You not taking an elastic band is nothing to get upset about.
Its other things that are piling up, things that are concerning me more every day.
Since the Aspie question was raised, I feel that you have been looking
at me in a different way, and I'm not really comfortable with it. I
always seem to be in your way, or interrupting you, or feel like I am
interfering in something where you would rather I didn't.
I feel sad that trying to hug you elicits no reaction any more. I feel
that when I kiss you, you seem relieved when the moment passes. Maybe
all of this is my imagination, but it doesn't feel like it is.
I don't feel like you are viewing me as a partner any more. I feel like
I am being seen as another child to be "dealt with", a burden to be
borne and a problem to be handled.
And it frustrates me and makes me sad.
the elastic band thing was just another little thing on top of a pile
of neuroses I have at the moment. It just felt like yet another way
where I was just getting in the way, especially after my other suggestion
had just been dismissed when i was trying to help you avoid having to
stand holding a shoe for 5-10 mins.
And in the long run my
worry is that we won't get past this, that "living with 3 disabled
people" is going to be too much for you to handle.

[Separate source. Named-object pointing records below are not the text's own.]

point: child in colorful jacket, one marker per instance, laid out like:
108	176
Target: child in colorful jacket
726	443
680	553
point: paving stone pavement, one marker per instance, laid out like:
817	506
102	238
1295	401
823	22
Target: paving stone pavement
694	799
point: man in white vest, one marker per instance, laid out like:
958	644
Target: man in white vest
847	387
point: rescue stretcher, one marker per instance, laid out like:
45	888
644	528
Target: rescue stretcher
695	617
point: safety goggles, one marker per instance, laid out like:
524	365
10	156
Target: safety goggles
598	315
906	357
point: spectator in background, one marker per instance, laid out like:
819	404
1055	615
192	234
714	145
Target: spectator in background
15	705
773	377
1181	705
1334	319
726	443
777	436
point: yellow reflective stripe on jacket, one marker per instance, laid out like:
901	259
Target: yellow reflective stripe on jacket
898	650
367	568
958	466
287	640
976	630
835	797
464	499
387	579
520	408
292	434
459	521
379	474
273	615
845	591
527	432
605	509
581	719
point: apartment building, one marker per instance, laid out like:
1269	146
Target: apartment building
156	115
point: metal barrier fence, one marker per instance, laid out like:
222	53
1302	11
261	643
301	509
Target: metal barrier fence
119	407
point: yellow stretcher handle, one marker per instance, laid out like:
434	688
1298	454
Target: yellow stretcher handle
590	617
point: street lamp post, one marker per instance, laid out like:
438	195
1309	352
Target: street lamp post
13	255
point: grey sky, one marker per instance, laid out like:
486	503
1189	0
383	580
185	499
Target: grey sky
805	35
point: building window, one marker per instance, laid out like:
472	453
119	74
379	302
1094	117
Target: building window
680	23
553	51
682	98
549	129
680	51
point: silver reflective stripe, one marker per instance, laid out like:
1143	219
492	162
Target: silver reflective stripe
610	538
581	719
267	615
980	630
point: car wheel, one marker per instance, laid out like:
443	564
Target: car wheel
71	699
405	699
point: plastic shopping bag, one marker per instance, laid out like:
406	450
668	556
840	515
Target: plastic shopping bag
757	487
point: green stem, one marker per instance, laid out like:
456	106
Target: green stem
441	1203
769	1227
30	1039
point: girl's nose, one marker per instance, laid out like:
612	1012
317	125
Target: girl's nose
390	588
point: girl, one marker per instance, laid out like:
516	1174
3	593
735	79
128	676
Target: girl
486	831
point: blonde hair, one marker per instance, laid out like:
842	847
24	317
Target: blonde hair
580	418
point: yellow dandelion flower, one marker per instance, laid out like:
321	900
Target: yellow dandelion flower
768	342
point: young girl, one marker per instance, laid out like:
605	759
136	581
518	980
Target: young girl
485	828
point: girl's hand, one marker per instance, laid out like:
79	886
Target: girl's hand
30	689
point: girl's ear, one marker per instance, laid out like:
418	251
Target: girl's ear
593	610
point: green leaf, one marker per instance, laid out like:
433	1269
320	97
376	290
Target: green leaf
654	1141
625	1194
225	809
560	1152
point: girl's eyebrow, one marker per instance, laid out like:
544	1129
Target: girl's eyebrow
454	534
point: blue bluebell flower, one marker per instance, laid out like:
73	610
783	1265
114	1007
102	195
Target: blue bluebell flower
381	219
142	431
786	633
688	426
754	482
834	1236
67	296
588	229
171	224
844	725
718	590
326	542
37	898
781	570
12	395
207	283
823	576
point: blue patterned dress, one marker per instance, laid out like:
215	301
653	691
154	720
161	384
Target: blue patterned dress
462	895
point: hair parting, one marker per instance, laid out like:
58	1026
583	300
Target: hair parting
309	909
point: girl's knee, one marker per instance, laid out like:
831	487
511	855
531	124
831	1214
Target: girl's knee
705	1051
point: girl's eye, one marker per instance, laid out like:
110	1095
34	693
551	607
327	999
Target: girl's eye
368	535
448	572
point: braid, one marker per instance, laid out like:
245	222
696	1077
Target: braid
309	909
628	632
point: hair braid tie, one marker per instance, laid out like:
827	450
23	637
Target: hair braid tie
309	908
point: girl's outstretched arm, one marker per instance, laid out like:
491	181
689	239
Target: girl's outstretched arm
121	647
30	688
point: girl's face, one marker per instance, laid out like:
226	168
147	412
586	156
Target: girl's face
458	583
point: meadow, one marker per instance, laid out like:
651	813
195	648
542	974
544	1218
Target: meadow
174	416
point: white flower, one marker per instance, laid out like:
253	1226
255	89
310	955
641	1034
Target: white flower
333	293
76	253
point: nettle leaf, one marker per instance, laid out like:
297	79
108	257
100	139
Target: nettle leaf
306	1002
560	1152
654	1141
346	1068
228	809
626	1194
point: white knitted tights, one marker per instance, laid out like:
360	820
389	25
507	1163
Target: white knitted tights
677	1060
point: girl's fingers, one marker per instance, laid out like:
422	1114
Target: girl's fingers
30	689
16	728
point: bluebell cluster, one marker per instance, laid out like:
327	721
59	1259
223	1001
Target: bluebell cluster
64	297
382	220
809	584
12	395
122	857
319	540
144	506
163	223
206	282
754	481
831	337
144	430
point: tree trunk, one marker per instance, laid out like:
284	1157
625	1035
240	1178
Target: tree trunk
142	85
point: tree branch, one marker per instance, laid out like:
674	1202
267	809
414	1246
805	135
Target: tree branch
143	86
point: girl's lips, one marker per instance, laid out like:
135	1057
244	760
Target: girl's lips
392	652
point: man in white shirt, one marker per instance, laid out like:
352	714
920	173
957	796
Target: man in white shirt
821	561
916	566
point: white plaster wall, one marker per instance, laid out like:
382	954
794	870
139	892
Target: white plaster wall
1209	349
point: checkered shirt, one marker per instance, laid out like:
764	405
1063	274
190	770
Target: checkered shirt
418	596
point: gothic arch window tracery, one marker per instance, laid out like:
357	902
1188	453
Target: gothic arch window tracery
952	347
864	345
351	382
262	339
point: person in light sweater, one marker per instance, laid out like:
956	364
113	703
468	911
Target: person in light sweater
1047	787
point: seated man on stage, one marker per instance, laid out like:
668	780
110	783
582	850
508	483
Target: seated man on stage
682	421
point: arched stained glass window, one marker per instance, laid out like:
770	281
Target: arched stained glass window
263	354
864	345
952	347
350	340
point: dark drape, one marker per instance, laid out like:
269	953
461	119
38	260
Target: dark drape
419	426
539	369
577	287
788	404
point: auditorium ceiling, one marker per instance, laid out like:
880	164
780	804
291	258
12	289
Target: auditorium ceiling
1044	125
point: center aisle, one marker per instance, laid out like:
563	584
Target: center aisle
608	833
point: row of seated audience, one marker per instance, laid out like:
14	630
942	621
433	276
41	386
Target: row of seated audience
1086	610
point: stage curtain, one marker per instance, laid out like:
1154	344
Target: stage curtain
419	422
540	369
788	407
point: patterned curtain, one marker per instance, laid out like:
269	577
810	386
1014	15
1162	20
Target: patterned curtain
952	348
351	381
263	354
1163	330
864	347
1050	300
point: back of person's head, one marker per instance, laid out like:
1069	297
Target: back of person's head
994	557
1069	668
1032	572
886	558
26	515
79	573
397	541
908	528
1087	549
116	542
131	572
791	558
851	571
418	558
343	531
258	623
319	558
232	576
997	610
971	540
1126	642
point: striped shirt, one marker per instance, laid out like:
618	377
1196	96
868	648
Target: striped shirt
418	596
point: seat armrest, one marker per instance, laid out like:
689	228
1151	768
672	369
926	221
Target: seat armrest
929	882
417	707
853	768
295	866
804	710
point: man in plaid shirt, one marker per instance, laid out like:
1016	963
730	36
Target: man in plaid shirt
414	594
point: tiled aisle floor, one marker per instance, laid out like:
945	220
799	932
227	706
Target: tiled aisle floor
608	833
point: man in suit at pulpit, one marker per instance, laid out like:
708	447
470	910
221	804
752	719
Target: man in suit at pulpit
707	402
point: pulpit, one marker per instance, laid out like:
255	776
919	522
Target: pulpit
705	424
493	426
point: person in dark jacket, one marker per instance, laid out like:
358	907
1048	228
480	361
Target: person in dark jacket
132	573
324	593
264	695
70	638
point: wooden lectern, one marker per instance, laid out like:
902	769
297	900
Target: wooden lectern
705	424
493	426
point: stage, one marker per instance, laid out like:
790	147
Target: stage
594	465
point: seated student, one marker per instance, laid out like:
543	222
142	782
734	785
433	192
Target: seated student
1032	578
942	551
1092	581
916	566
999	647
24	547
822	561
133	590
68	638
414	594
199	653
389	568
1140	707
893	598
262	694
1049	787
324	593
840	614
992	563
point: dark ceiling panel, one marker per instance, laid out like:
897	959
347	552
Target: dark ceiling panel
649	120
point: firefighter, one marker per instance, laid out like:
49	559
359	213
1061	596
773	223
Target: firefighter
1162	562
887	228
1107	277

my eyes it already is, and I wonder whether you're trying to figure out
how to do it and keep sane, or figure out if you could deal with the
girls without me.
Honestly, I have days where I think you
would be better off without me as I would be 1 less person you feel you
have to take care of, but then I don't know how you would deal with
the girls on your own.
I certainly wouldn't blame you if you said "too much".
I know that this has been hard for you, and will continue to be, but
the thing that is hardest for me in all of this is not the stress of the
summer, not the AS, not the reflection on my whole life, but its facing
you every day and feeling I am less in your eyes."